The continental LAB: Can we sample it?

Category Tectonic & Seismotectonic
Group GSI.IR
Location International Geological Congress,oslo 2008
Author Griffin, William; O’Reilly, Suzanne
Holding Date 08 September 2008

The subcontinental lithospheric mantle (SCLM) beneath cratonic areas is chemically depleted, buoyant and rigid relative to asthenospheric mantle, and is characterised by a conductive geotherm. The average degree of depletion, measured by eg Y in peridotitic garnets, or XMg in olivine, tends to decrease slowly downward, and to drop more rapidly in a zone 10-20 km thick, typically at depths of 150-200 km. In some localities, eclogites may constitute 30-50% of this basal zone. Detailed studies of sheared peridotite xenoliths, and the chemistry of peridotitic garnets, show that the base of the SCLM has been strongly modified by infiltration of (presumably) asthenosphere-derived melts, which may be represented by the eclogites. This boundary zone is commonly taken as the lithosphere-asthenosphere boundary (LAB), but there is little evidence that the mantle below this zone is convective, or of "asthenospheric" composition. We have few xenoliths from below the cratonic "LAB", a low-velocity zone is rarely observable at this depth, and seismic tomography suggests that material with velocities less than the SCLM, but greater than "asthenosphere", may extend well below this level. Instead, this basal zone probably represents a rheologically-controlled level of melt accumulation, marking a boundary that will move upward through time, as melt infiltration from below gradually modifies the cratonic roots and reduces the differences between them and younger SCLM.
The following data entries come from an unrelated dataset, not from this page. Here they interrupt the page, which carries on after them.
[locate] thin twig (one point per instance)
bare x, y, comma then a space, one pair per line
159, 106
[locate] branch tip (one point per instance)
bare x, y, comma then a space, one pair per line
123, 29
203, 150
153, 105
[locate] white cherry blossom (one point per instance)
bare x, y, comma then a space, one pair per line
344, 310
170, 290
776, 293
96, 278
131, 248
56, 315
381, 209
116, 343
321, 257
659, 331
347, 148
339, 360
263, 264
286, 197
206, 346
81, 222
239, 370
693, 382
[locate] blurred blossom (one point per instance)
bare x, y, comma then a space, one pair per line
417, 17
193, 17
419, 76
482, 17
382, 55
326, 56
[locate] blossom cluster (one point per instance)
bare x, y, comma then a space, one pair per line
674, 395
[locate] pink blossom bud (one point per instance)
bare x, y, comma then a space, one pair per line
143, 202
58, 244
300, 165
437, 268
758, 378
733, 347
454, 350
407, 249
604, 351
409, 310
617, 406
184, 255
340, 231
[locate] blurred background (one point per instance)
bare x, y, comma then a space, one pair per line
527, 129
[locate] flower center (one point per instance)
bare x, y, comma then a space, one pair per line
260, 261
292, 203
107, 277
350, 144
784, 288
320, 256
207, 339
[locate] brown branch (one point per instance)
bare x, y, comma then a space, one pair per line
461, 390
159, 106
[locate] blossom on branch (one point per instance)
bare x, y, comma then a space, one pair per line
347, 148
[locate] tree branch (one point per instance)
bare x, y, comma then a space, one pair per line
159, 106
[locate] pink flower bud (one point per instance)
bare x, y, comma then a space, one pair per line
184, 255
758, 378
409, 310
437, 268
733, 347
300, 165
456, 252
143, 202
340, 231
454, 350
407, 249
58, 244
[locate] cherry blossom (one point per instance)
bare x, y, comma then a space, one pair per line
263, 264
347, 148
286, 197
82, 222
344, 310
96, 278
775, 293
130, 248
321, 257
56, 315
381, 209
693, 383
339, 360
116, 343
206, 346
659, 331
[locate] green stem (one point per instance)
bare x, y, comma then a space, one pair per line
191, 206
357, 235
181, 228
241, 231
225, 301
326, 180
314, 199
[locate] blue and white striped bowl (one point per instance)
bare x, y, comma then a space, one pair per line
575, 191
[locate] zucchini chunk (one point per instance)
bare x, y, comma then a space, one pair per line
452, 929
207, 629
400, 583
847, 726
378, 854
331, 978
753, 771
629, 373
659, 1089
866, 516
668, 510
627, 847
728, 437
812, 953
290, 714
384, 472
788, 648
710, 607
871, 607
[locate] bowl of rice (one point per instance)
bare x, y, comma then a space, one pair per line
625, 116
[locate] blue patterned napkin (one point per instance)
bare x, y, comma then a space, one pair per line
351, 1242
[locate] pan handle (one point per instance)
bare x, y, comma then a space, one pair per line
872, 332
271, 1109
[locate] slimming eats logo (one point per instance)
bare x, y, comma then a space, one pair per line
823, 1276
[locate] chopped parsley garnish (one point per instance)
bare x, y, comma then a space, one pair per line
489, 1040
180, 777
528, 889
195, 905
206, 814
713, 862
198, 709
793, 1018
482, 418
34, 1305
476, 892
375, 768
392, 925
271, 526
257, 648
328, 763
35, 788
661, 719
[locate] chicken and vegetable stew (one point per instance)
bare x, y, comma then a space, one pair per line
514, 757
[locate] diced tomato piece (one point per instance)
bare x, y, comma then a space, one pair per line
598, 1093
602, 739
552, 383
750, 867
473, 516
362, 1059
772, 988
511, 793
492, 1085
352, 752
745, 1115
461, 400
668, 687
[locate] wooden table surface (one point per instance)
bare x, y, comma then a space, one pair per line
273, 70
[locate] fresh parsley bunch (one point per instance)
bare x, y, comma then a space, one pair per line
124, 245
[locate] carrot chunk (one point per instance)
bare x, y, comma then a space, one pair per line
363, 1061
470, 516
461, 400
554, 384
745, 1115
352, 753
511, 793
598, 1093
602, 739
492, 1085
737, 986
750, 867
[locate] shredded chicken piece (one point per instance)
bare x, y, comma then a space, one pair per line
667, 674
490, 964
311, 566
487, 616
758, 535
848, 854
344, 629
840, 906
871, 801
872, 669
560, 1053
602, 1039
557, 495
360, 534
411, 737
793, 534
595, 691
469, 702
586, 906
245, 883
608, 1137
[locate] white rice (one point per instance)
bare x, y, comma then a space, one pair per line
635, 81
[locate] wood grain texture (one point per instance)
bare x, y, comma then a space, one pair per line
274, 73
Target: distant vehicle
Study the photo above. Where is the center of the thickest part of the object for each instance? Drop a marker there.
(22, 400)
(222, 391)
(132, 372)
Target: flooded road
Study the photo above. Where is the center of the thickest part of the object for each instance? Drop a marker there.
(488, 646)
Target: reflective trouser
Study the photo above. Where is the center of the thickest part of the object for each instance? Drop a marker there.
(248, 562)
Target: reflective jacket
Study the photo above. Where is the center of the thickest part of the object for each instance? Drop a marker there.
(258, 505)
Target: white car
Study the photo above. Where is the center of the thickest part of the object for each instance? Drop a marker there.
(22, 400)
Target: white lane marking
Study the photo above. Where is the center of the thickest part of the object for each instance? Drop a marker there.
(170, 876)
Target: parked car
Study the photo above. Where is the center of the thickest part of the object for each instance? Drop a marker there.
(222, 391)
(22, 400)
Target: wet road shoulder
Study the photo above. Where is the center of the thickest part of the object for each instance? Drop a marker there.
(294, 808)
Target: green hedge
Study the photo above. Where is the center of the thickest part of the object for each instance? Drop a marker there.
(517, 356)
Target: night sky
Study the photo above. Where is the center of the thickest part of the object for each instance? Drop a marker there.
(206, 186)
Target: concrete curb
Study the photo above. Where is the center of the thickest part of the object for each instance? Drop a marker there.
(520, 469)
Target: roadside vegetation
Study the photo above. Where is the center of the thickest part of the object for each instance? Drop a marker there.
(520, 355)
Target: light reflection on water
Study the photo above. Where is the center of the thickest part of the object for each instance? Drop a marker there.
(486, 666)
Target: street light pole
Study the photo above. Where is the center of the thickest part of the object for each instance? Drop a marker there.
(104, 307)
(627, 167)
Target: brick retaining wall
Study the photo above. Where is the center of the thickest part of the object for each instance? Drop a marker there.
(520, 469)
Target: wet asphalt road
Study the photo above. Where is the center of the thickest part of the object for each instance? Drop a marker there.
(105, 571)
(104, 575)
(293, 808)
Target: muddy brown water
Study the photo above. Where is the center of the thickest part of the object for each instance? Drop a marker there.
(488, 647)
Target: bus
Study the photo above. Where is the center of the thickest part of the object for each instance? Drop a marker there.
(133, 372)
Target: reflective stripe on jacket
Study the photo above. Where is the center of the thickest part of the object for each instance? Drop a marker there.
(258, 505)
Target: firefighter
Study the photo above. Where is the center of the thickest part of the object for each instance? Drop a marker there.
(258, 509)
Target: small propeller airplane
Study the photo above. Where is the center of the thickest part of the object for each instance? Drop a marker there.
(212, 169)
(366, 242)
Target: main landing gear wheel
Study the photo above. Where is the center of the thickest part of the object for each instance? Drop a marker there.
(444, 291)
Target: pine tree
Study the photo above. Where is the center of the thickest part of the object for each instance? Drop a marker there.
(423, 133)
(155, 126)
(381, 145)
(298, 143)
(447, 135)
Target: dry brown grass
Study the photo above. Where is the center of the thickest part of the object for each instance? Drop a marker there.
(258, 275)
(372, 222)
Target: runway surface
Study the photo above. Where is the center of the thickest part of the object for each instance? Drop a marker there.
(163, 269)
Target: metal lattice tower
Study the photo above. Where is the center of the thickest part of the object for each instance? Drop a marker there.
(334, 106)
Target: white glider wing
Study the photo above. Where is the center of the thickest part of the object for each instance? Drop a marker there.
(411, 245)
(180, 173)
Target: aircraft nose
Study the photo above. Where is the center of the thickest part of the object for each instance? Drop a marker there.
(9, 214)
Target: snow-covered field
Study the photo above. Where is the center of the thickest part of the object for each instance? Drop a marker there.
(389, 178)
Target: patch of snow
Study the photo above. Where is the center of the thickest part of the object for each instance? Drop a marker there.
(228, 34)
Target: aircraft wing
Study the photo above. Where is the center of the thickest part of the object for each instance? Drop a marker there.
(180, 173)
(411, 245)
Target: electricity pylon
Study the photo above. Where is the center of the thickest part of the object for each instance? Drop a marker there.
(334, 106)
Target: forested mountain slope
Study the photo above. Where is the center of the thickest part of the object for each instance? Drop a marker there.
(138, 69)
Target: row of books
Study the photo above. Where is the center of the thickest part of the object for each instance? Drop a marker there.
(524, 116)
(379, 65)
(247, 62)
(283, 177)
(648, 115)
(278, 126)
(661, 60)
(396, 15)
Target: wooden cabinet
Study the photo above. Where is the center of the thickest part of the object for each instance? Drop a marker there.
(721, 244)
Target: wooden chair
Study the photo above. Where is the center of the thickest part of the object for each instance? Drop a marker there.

Beneath Phanerozoic mobile belts and rift zones, the SCLM is typically only 50-80 km thick, and may be bounded by a seismic low-velocity zone. This young SCLM is typically much less depleted than cratonic SCLM, and shows little variation with depth. Volumes of more depleted peridotite occur at shallow depths in some sections, but Re-Os data suggest that these are relicts of older, buoyant SCLM, preserved during continental extension. Phanerozoic SCLM typically has (while young) strongly advective geotherms, related to the passage of basaltic melts that pond near the crust-mantle boundary. Other mafic rocks (pyroxenites) occur throughout the sections, rather than being concentrated at the base of the SCLM as in cratonic areas. This may reflect a different rheology; the chemical and thermal contrast between SCLM and "asthenosphere" is much less in the Phanerozoic situations. Below ca 60 km depth, young SCLM typically consists largely of garnet peridotites with undepleted (≈ PUM) compositions. We interpret these rocks as frozen asthenosphere, accreted to the base of the SCLM by upwelling that accompanied lithosphere thinning or delamination. Xenolith-bearing volcanic rocks erupted in such off-craton areas allow us to sample a "fossil" LAB, but one that probably bears little similarity to the cratonic situation.